Although intermittent fasting often results in reduced calorie consumption, weight loss is not the main driver of the health benefits observed in preclinical and clinical studies, according to the authors. Rather, the key mechanism is metabolic switching, in which fasting triggers the body to switch its source of energy from glucose stored in the liver to ketones, which are stored in fat.
“Ketone bodies are not just fuel used during periods of fasting,” the authors wrote. “They are potent signaling molecules with major effects on cell and organ functions.”
Ketogenesis, or the increase of ketones in the bloodstream, initiates activity in a variety of cellular signaling pathways known to influence health and aging. This activity enhances the body’s defenses against oxidative and metabolic stress and initiates the removal or repair of damaged molecules. The impact of ketogenesis carries over into the non-fasting period and can improve glucose regulation, increase stress resistance and suppress inflammation.
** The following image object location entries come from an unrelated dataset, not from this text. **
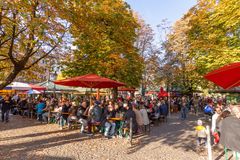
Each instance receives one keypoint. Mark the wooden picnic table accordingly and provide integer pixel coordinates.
(116, 119)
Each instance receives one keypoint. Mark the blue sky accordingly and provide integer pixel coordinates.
(154, 11)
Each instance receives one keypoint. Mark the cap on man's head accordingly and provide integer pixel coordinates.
(199, 122)
(97, 102)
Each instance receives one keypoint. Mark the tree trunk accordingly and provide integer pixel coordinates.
(10, 77)
(115, 93)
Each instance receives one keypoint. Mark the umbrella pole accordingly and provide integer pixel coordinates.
(98, 94)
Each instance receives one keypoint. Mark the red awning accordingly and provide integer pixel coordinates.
(36, 87)
(162, 93)
(227, 76)
(90, 81)
(127, 89)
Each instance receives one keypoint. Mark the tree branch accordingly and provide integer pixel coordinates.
(12, 42)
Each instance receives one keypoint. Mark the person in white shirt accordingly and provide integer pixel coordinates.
(214, 119)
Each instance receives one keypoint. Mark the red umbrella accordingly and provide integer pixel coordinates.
(90, 81)
(227, 76)
(162, 93)
(127, 89)
(36, 87)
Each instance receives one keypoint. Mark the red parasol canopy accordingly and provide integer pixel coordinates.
(127, 89)
(36, 87)
(227, 76)
(162, 93)
(90, 81)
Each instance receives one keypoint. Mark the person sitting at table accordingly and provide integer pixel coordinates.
(39, 107)
(46, 110)
(144, 114)
(72, 114)
(82, 115)
(64, 113)
(110, 125)
(94, 115)
(139, 118)
(23, 107)
(127, 116)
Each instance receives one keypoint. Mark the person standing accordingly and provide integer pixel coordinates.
(184, 109)
(6, 105)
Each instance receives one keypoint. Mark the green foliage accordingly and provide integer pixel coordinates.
(214, 34)
(207, 37)
(104, 34)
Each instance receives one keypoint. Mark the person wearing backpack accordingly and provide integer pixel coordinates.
(208, 109)
(201, 133)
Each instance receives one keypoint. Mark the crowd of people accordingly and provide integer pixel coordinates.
(88, 112)
(225, 124)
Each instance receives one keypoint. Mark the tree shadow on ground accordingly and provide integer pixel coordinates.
(35, 134)
(22, 150)
(21, 123)
(175, 133)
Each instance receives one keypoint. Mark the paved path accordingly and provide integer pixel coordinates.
(23, 139)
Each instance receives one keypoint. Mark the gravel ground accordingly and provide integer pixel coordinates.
(23, 139)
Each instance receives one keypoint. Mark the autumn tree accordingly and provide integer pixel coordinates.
(214, 33)
(204, 39)
(150, 54)
(29, 31)
(104, 35)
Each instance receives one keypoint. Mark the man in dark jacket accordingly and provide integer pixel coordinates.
(6, 105)
(128, 115)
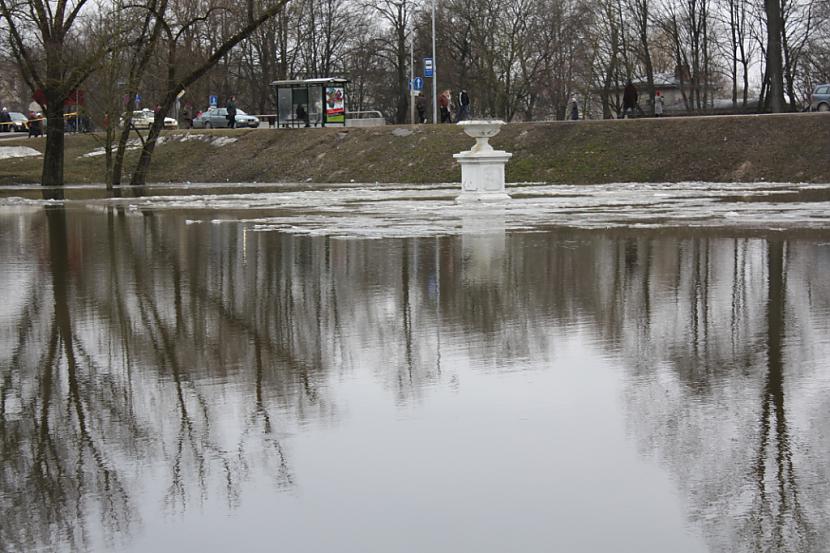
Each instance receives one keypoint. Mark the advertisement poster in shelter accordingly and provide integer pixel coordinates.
(335, 104)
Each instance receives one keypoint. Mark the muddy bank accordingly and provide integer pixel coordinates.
(787, 148)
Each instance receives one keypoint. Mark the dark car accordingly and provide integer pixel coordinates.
(217, 118)
(820, 98)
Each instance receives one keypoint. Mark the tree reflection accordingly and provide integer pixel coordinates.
(194, 349)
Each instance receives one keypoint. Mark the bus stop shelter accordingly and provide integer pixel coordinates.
(311, 102)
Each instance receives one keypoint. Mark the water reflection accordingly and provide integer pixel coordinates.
(137, 348)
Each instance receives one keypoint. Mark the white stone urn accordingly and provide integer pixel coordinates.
(482, 167)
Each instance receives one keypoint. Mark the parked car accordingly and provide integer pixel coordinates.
(20, 123)
(143, 119)
(820, 98)
(217, 118)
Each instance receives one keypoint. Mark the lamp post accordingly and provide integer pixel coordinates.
(434, 72)
(412, 78)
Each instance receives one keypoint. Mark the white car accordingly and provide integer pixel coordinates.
(217, 118)
(143, 119)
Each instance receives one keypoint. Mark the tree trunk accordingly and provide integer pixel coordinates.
(775, 65)
(52, 175)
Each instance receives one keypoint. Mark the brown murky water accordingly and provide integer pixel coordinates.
(203, 387)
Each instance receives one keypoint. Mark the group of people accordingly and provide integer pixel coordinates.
(446, 109)
(631, 103)
(33, 122)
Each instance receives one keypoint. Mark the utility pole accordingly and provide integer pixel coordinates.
(434, 72)
(412, 78)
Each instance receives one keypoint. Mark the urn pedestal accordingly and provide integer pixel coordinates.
(482, 167)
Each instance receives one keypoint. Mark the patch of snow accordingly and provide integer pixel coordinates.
(8, 152)
(220, 141)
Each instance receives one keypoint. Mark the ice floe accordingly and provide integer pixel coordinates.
(8, 152)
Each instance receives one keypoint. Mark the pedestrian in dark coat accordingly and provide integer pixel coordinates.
(5, 120)
(630, 96)
(421, 108)
(464, 101)
(35, 124)
(231, 107)
(574, 114)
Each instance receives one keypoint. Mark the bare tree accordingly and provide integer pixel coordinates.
(45, 41)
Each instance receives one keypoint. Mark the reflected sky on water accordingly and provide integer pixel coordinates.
(173, 386)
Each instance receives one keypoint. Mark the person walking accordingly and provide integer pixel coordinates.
(574, 110)
(421, 108)
(5, 120)
(187, 116)
(464, 102)
(444, 106)
(35, 125)
(630, 97)
(658, 104)
(231, 107)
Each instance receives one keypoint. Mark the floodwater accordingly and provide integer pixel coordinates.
(629, 368)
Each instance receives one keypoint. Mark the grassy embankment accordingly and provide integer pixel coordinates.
(792, 147)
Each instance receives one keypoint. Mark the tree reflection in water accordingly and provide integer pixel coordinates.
(141, 344)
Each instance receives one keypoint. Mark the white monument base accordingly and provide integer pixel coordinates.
(482, 176)
(482, 167)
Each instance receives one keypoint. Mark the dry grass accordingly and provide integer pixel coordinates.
(792, 147)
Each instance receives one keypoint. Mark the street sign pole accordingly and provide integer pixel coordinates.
(412, 79)
(434, 72)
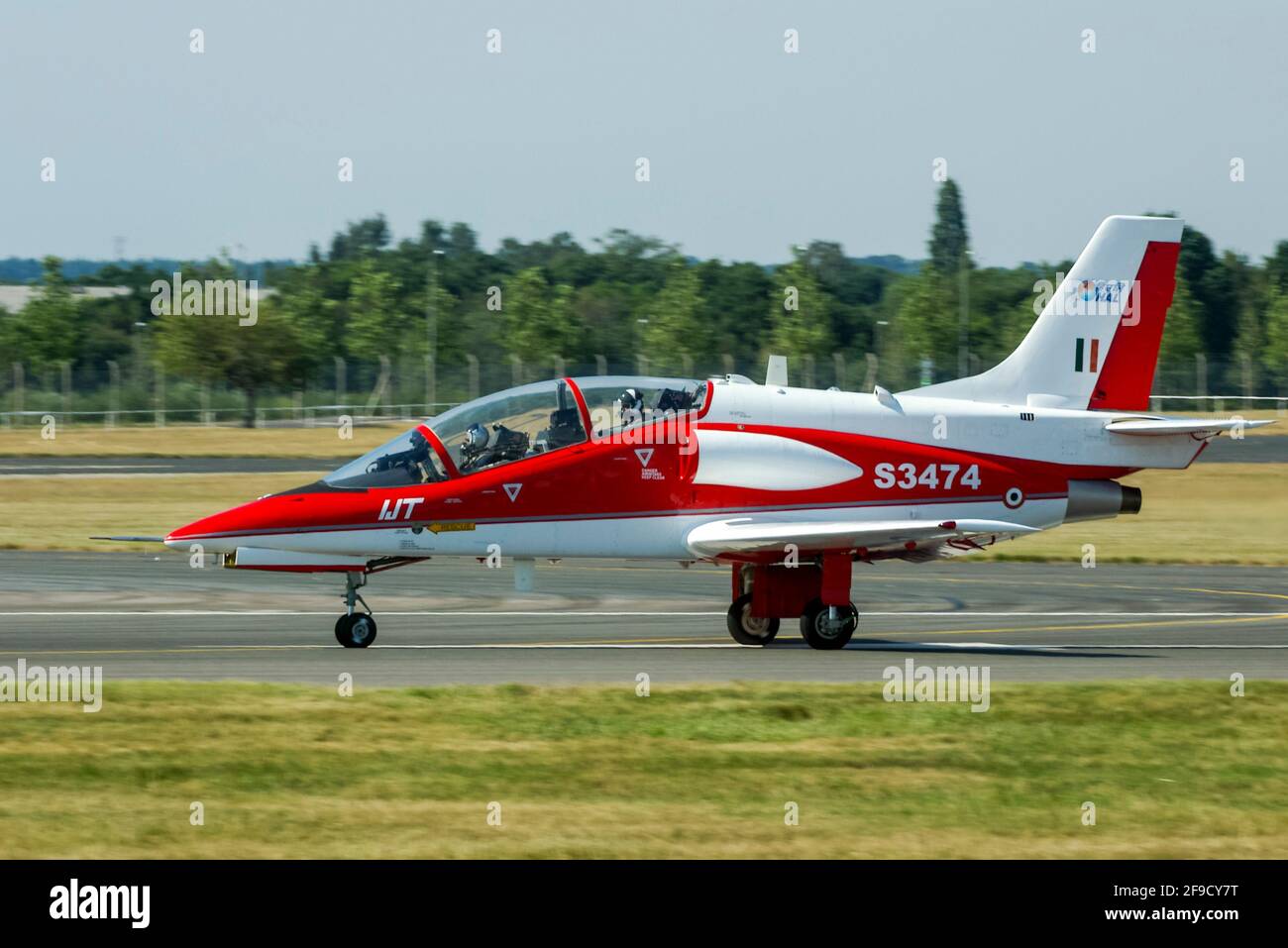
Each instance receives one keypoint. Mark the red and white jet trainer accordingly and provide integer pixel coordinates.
(789, 485)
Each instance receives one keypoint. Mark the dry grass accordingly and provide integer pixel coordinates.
(1216, 513)
(1212, 513)
(44, 513)
(1175, 771)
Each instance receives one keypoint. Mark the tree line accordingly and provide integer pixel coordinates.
(552, 304)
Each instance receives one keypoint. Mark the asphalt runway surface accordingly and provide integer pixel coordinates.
(154, 616)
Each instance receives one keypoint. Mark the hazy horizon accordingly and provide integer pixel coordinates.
(751, 149)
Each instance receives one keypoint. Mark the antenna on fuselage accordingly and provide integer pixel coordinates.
(776, 373)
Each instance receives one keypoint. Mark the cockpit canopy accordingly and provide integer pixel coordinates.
(515, 424)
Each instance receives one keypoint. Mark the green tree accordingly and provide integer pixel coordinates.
(376, 324)
(949, 241)
(926, 322)
(1181, 339)
(799, 316)
(218, 351)
(675, 327)
(540, 321)
(1275, 351)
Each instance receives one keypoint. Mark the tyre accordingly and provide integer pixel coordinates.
(823, 633)
(357, 630)
(747, 629)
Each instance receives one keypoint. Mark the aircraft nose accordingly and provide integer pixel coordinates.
(218, 532)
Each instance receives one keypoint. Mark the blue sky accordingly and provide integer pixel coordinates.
(751, 150)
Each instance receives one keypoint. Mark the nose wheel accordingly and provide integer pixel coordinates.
(355, 629)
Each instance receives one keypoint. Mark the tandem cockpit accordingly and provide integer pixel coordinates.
(519, 423)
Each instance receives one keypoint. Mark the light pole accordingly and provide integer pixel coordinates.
(432, 335)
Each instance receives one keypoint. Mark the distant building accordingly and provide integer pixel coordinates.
(14, 298)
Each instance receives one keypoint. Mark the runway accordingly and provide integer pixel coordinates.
(449, 621)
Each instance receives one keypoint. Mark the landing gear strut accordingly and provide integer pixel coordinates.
(764, 594)
(828, 626)
(355, 629)
(747, 629)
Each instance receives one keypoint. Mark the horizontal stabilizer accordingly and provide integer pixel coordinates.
(1202, 427)
(291, 562)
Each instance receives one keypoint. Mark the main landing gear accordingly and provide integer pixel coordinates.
(355, 629)
(818, 592)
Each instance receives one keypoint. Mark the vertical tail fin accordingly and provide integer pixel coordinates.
(1095, 346)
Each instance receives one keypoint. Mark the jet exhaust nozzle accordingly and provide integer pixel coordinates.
(1100, 500)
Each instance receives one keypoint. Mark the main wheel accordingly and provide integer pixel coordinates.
(824, 633)
(357, 630)
(747, 629)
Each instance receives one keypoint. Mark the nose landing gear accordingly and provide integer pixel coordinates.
(355, 629)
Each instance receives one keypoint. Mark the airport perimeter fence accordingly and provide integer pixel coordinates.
(402, 389)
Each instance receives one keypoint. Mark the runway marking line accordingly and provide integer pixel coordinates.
(578, 613)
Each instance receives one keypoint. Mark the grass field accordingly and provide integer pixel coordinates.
(1173, 769)
(1218, 513)
(192, 441)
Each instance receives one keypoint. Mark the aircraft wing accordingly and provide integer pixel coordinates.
(758, 535)
(1207, 428)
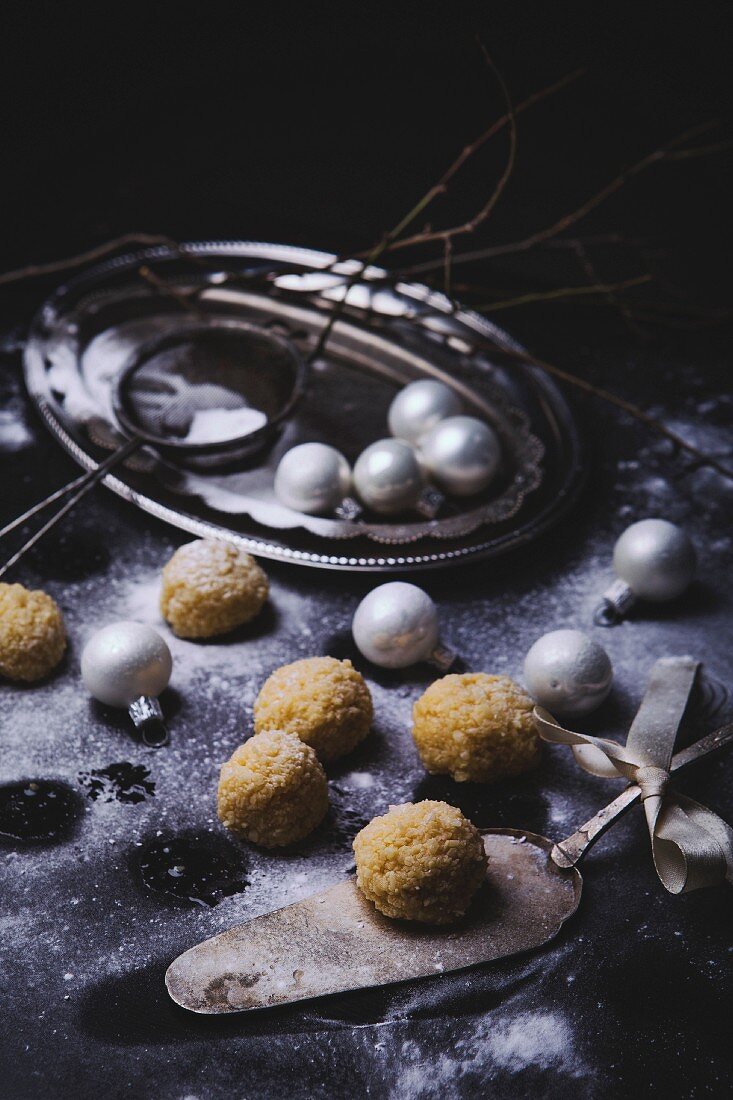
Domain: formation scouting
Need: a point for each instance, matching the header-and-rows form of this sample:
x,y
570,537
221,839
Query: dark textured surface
x,y
634,998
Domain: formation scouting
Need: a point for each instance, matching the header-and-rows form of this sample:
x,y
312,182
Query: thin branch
x,y
567,292
441,186
627,407
470,227
37,271
575,216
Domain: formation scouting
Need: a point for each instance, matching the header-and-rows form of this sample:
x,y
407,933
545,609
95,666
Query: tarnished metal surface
x,y
86,331
336,941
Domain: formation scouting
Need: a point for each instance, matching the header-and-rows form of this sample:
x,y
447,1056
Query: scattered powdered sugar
x,y
488,1049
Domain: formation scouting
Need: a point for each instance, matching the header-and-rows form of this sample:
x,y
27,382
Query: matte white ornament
x,y
396,625
389,477
128,664
419,407
654,560
568,672
313,477
462,454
“Repeated exposure to fasting periods results in lasting adaptive responses that confer resistance to subsequent challenges,” the authors explain. The “broad-spectrum benefits” include not only disease resistance but also improved mental and physical performance.
The authors acknowledge impediments to widespread adoption of intermittent fasting: the ingrained practice in developed nations of three meals a day plus snacks (along with the ready availability and marketing of food), the discipline required to shift to a new eating pattern and the lack of physician training on intermittent fasting interventions. The authors suggest that clinicians who prescribe intermittent fasting encourage their patients to adopt a gradual, phased-in schedule in consultation with a dietitian or nutritionist.
In addition to the question of intermittent fasting’s long-term effects in humans, the authors point to two other areas requiring further research. Studies are needed to determine whether this eating pattern is safe for people at a healthy weight, or who are younger or older, since most clinical research so far has been conducted on overweight and middle-aged adults. In addition, research is needed to identify safe, effective medications that mimic the effects of intermittent fasting without the need to substantially change eating habits.
This review article and many of the research studies cited within were supported by NIA.
Reference: De Cabo R and Mattson MP. Effects of intermittent fasting on health, aging, and disease. New England Journal of Medicine. 2019;381(26):2541-2551. doi: 10.1056/NEJMra1905136.